As the seasons and temperatures changed, the ice went through periods of freezing and thawing. As the temperature increased and the ice melted the glacier would “retreat” and when the temperature decreased and the melt water froze again the glacier would “advance”. This retreat and advance occurred in a North-South flow pattern several times in the Connecticut River Valley. This movement also accounts for the rounded hills and scraped to the bedrock soils.
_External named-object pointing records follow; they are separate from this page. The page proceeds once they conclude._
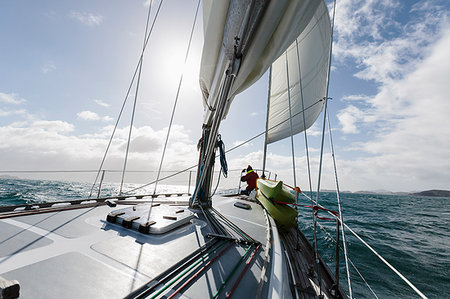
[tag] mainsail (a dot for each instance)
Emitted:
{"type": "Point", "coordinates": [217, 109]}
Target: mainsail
{"type": "Point", "coordinates": [301, 74]}
{"type": "Point", "coordinates": [242, 39]}
{"type": "Point", "coordinates": [264, 28]}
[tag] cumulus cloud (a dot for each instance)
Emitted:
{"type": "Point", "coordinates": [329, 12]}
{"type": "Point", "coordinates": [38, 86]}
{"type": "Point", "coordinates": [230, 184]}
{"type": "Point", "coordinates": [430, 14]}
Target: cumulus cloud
{"type": "Point", "coordinates": [12, 112]}
{"type": "Point", "coordinates": [406, 117]}
{"type": "Point", "coordinates": [50, 145]}
{"type": "Point", "coordinates": [11, 98]}
{"type": "Point", "coordinates": [86, 18]}
{"type": "Point", "coordinates": [348, 118]}
{"type": "Point", "coordinates": [47, 68]}
{"type": "Point", "coordinates": [101, 103]}
{"type": "Point", "coordinates": [89, 115]}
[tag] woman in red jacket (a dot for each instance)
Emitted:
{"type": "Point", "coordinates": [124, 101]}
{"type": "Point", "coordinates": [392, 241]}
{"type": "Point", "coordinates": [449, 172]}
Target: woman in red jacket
{"type": "Point", "coordinates": [250, 178]}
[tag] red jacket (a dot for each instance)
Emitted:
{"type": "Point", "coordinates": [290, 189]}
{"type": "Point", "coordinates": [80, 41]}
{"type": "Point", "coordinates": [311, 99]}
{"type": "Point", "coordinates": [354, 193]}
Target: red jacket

As the temperatures warm and glaciers melt glacial lakes and streams are formed along the melting edge. Sediment in the melt waters was deposited from the Laurentide Ice Sheet and blocked a valley passage in Rocky Hill, Connecticut allowing for the formation of Glacial Lake Hitchcock, which at its peak stretched 200 miles north to St. Johnsbury, Vermont. The sediment dam in Rocky Hill slowly eroded and collapsed, allowing Glacial Lake Hitchcock to drain in a period of approximately 100-200 years. At its peak Lake Hitchcock’s waters would have reached the second story windows of Aspet (Augustus Saint-Gaudens’ home). At that point the waters would have been two miles wide in this area.